Abbott baby milk powder pulled from shelves in Hong Kong
Powder inside tins of Similac Stage 2 found to contain 66 per cent less niacin than claimed on the label
A batch of baby milk powder was pulled from Hong Kong shelves on Friday, after the city’s food safety authorities found 66 per cent less niacin in it than stated on the label.
The formula, made by Abbott, had only been sold in Hong Kong.
The affected product is Similac Stage 2 in 400g tins, made in Ireland and best before March 11 next year. The formula is for babies aged between six months and one year.
The Centre for Food Safety announced that a sample of the product had been found to contain 1.3 milligrams of niacin per 100g, 66 per cent less than the 3.8mg/100g declared on its nutrition label.
Niacin is one of the essential nutrients for all humans.
“The [centre] has informed the vendor concerned ... and the vendor has stopped sale and removed from shelves the affected batch of the product,” a centre spokesman said. “The [centre] is tracing the distribution of the affected product.”
A spokeswoman for United States-based Abbott confirmed it had decided to remove the “single batch” from shelves. She said the batch was only sold in Hong Kong.

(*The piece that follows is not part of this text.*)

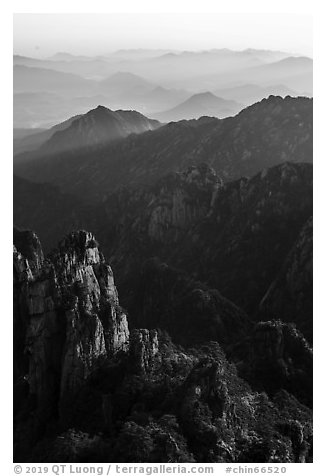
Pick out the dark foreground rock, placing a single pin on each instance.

“We stand by the quality and safety of our products and parents can continue to use our products with full confidence,” she said. “No other Abbott products, other than this single batch listed here which was sold only in Hong Kong, are affected.”
Neither the centre nor Abbott commented on how many tins, or how many Hong Kong distributors, were affected.
Under the Public Health and Municipal Services Ordinance, anyone who falsely describes food, or misleads people as to its quality or ingredients, is guilty of an offence and can face a maximum fine of HK$50,000 and six months in jail.